Sul fronte diplomatico resta al centro dell’attenzione la visita compiuta martedì a Mosca da Ratcliffe, la prima nota di un direttore della Cia nella capitale russa dalla missione di William Burns alla fine del 2021. Ratcliffe non ha incontrato Putin, ma ha avuto colloqui con il capo dell’intelligence estera russa Serghei Naryshkin e, secondo il New York Times, anche con il direttore dell’Fsb Aleksandr Bortnikov. Le ricostruzioni dei media americani divergono sui contenuti degli incontri. Secondo il Wall Street Journal, il direttore della Cia avrebbe avvertito Mosca di non estendere il conflitto a Paesi della Nato. Per il New York Times avrebbe invece insistito soprattutto sulla necessità di trovare un accordo, mettendo in evidenza i costi militari ed economici che la Russia rischierebbe di pagare proseguendo la guerra.

Il Washington Post riferisce inoltre che la missione sarebbe stata preceduta da informazioni dell’intelligence americana secondo cui Putin considererebbe gli Stati Uniti indeboliti dalla guerra contro l’Iran e quindi meno capaci di rispondere a nuove iniziative russe in Europa. Ratcliffe avrebbe avvertito Mosca che un’ulteriore escalation finirebbe però per ritorcersi contro il Cremlino.

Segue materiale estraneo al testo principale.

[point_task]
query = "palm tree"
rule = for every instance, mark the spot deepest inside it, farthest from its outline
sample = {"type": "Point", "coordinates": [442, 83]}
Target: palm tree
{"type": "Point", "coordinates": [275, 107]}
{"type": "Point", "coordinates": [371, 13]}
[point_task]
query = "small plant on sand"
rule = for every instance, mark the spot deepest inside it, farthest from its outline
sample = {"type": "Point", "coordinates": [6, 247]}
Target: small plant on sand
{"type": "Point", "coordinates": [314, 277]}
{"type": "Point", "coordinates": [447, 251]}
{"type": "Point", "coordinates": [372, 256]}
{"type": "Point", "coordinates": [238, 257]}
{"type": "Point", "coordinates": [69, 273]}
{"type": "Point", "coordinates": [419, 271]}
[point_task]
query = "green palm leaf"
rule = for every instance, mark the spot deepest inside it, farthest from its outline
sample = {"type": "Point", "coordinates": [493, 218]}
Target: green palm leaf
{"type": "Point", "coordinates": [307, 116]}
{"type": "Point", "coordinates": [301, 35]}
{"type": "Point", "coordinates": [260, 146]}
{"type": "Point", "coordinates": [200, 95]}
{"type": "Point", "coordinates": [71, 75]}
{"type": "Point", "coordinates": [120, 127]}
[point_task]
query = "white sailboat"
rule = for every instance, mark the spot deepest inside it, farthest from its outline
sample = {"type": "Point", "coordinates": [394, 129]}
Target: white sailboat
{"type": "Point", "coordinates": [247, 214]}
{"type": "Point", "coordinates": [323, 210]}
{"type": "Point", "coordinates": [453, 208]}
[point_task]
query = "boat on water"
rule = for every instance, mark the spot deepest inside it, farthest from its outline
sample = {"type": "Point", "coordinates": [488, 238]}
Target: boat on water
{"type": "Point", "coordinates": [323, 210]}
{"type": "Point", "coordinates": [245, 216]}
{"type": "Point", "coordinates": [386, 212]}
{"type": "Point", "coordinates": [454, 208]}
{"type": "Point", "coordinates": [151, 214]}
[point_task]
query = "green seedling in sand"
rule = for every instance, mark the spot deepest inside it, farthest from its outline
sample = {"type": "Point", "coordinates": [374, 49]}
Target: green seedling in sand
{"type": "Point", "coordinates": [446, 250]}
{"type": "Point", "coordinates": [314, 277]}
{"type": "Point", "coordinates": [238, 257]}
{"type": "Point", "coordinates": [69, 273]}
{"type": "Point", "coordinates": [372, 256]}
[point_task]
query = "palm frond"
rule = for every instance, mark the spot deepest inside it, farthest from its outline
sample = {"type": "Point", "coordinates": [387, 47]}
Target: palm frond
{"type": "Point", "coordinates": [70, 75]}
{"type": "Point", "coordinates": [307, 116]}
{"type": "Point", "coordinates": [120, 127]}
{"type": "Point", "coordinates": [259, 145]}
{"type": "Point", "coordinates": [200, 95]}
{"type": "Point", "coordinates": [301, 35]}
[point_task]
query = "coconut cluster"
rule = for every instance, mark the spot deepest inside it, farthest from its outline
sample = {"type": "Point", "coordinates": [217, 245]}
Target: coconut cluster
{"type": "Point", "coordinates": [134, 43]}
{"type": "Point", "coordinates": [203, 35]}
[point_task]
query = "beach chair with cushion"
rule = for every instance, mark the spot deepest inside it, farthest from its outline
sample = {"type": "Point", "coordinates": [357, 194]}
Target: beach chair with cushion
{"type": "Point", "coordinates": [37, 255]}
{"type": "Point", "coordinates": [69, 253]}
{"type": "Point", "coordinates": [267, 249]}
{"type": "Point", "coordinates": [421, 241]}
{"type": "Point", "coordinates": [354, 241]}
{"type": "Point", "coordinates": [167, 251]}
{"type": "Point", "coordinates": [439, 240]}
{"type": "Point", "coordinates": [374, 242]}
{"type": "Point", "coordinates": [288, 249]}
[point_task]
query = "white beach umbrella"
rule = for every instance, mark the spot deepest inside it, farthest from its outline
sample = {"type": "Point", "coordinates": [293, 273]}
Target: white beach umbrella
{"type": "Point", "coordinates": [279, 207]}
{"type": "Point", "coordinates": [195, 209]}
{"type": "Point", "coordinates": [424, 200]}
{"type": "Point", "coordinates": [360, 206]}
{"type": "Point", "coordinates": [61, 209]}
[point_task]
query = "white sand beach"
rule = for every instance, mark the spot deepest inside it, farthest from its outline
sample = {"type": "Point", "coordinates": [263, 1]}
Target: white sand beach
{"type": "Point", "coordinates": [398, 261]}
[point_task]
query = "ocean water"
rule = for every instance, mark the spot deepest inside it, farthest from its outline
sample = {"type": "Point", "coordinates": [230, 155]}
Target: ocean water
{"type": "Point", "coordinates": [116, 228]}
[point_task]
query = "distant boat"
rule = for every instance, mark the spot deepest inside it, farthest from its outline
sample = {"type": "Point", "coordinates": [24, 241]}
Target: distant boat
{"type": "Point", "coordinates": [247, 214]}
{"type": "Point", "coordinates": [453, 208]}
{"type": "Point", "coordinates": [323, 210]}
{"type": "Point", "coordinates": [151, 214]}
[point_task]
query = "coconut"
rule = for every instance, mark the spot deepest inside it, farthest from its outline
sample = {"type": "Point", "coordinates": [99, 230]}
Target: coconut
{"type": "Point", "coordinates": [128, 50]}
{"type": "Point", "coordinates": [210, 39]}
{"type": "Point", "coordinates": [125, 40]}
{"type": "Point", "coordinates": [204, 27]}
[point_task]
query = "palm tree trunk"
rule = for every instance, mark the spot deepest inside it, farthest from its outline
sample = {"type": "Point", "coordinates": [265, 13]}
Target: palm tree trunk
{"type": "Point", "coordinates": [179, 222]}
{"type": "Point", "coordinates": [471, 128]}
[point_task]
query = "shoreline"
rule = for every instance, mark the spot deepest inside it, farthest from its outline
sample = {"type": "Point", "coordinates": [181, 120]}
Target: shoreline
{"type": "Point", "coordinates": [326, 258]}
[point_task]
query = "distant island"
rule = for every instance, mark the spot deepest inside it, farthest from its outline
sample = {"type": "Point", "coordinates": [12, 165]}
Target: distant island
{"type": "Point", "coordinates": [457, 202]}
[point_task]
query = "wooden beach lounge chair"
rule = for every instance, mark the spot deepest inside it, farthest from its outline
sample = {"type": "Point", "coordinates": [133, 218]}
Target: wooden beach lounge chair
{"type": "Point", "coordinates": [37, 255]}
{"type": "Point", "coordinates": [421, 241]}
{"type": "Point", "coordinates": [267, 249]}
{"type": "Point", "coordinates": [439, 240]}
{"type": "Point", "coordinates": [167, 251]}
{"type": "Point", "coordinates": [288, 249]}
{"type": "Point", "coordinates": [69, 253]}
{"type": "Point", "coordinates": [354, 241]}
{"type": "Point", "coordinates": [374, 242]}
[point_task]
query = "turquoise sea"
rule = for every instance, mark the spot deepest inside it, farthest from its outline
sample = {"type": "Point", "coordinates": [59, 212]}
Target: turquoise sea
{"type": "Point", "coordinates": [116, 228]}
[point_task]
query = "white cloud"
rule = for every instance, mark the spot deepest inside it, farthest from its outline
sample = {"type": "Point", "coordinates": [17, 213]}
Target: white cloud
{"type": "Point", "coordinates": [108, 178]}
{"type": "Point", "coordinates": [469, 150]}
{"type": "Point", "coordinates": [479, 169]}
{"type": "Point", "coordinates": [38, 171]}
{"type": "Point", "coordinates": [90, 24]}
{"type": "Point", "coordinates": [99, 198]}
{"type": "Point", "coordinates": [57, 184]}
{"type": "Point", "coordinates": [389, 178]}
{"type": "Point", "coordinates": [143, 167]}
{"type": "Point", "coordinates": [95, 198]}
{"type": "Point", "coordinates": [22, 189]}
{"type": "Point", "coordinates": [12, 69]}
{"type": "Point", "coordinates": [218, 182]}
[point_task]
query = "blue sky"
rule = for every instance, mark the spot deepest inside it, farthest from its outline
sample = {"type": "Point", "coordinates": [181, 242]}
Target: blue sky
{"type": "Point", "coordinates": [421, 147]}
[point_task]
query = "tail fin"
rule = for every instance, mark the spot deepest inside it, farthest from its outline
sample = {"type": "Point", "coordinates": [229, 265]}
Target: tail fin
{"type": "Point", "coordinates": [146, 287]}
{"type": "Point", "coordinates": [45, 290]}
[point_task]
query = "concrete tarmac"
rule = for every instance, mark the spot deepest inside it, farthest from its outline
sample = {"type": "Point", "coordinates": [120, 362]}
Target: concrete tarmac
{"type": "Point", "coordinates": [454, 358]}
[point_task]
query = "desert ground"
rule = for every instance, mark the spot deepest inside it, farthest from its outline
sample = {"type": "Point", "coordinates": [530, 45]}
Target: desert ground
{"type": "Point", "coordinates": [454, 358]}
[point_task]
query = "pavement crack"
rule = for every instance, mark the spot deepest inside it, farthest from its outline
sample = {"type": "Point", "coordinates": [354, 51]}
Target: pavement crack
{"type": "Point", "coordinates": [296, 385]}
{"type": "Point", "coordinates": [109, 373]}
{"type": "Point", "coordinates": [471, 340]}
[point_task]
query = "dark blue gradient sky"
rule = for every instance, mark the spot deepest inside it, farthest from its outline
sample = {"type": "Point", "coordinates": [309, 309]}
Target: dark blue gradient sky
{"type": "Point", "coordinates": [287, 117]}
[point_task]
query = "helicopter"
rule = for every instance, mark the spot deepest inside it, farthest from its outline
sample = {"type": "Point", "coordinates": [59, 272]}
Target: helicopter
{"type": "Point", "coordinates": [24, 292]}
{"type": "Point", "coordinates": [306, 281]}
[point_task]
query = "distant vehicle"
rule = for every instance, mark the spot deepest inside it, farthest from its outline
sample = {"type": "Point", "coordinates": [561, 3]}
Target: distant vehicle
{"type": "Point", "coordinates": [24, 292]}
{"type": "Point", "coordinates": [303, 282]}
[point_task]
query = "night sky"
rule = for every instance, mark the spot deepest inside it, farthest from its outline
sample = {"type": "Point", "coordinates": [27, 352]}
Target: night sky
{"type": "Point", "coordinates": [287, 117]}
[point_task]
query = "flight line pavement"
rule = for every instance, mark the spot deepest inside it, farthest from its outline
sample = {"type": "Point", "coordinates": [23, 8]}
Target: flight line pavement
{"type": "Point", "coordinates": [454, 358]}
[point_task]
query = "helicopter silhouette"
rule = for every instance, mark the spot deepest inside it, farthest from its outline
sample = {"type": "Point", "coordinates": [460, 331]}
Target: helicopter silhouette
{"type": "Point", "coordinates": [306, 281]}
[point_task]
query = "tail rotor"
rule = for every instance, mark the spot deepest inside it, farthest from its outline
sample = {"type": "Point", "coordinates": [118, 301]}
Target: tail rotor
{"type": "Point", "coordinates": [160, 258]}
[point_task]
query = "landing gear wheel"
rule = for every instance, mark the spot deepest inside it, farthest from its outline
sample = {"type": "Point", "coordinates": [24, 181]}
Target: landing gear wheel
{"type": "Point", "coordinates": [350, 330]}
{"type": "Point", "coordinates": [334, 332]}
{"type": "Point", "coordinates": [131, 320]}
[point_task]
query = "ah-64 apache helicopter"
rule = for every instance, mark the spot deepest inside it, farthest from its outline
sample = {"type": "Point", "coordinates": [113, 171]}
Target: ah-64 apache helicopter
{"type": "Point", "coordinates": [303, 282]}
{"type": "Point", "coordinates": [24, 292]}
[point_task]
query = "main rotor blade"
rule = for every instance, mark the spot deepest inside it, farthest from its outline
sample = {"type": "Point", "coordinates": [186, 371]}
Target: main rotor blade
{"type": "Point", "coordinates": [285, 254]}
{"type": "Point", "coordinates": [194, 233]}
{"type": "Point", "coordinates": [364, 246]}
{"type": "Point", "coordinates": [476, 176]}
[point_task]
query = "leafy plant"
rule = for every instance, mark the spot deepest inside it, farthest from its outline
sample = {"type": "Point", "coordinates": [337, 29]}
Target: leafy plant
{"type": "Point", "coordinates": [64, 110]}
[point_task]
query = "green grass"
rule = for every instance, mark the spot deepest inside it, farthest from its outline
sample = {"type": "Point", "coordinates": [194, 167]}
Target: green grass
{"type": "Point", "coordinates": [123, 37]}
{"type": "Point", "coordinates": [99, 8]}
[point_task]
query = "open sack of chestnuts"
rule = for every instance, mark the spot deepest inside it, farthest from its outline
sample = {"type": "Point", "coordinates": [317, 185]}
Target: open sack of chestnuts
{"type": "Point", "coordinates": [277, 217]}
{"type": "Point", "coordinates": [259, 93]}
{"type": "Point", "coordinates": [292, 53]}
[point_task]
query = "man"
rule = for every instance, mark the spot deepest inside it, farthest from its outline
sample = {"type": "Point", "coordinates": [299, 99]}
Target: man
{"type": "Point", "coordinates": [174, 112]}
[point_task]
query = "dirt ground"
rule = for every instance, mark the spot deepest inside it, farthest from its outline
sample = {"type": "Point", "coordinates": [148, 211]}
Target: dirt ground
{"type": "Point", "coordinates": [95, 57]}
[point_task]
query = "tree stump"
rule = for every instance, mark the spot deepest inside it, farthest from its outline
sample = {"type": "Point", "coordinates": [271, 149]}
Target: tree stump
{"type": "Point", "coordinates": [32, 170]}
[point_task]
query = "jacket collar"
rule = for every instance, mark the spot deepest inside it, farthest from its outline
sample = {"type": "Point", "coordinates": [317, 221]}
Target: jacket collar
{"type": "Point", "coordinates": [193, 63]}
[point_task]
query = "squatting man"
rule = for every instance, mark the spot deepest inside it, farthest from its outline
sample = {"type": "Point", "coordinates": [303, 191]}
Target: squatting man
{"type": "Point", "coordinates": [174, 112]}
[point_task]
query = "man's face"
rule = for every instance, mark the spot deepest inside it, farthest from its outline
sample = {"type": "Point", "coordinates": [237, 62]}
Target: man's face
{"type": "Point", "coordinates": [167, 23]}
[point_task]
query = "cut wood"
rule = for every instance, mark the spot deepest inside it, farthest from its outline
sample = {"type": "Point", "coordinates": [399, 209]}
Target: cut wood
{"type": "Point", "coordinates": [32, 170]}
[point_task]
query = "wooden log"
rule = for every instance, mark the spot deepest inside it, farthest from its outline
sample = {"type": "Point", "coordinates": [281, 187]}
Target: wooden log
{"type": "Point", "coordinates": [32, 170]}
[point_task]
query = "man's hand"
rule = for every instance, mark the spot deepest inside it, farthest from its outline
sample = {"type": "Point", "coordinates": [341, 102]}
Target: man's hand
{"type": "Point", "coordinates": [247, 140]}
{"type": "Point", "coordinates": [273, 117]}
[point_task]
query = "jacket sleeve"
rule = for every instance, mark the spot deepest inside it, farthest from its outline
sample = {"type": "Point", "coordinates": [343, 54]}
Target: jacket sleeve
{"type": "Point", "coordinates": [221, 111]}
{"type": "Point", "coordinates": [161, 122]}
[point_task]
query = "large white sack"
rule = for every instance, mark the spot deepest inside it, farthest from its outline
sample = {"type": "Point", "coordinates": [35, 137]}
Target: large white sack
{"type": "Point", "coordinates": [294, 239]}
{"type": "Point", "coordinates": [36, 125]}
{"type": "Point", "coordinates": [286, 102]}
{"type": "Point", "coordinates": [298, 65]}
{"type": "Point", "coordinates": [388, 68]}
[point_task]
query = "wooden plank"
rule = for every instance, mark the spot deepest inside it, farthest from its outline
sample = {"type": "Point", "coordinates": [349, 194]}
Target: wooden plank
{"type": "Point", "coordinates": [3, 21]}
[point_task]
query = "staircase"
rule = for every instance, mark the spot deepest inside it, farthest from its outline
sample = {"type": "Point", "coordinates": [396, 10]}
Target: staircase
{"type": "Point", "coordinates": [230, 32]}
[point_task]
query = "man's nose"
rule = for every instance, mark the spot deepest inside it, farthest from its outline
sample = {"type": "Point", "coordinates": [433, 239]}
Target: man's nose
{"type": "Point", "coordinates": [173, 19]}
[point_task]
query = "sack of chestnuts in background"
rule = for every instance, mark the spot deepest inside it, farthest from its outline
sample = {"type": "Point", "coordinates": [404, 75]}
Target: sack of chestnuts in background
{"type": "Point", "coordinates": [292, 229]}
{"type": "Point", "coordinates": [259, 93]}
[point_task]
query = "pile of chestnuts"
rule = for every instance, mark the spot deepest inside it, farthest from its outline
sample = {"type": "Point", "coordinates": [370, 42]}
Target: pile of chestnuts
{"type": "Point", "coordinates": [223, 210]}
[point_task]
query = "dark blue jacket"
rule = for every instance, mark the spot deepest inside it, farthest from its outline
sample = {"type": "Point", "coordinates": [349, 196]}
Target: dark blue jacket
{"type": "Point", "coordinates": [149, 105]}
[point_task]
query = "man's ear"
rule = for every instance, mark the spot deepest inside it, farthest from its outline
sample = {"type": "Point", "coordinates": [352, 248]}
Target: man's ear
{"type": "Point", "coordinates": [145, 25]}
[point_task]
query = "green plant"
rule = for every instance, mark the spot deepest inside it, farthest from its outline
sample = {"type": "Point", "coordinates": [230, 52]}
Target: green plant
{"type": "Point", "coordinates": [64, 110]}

Raid sulle raffinerie russe

Intanto la guerra continua. Nella regione di Dnipropetrovsk due persone sono state uccise dopo oltre dieci attacchi russi condotti con droni, artiglieria e bombardamenti aerei. Nella regione di Kiev sono stati colpiti magazzini della Nova Poshta e un impianto industriale; secondo le autorità locali, le forze russe avrebbero effettuato anche attacchi ripetuti sulla stessa area mentre erano già in corso le operazioni di soccorso.

Mosca sostiene inoltre di aver colpito un deposito di missili da crociera Flamingo. Kiev rivendica a sua volta nuovi risultati nella campagna contro le infrastrutture russe. Zelensky ha riferito che gli attacchi ucraini avrebbero fermato le attività di una delle maggiori raffinerie del Paese, a Kstovo, nella regione di Nizhny Novgorod, capace di lavorare circa 17 milioni di tonnellate di petrolio l’anno. Secondo il presidente ucraino, i raid contro l’impianto Kombinat Kamensky, nella regione di Rostov, avrebbero inoltre ridotto significativamente le capacità russe di produrre motori a propellente solido per missili.

Zelensky ha infine chiesto ai partner di rafforzare le sanzioni e bloccare la fornitura a Mosca di componenti e macchinari destinati alla produzione missilistica: “Senza componenti stranieri, i russi non sono in grado di realizzare il loro programma missilistico”.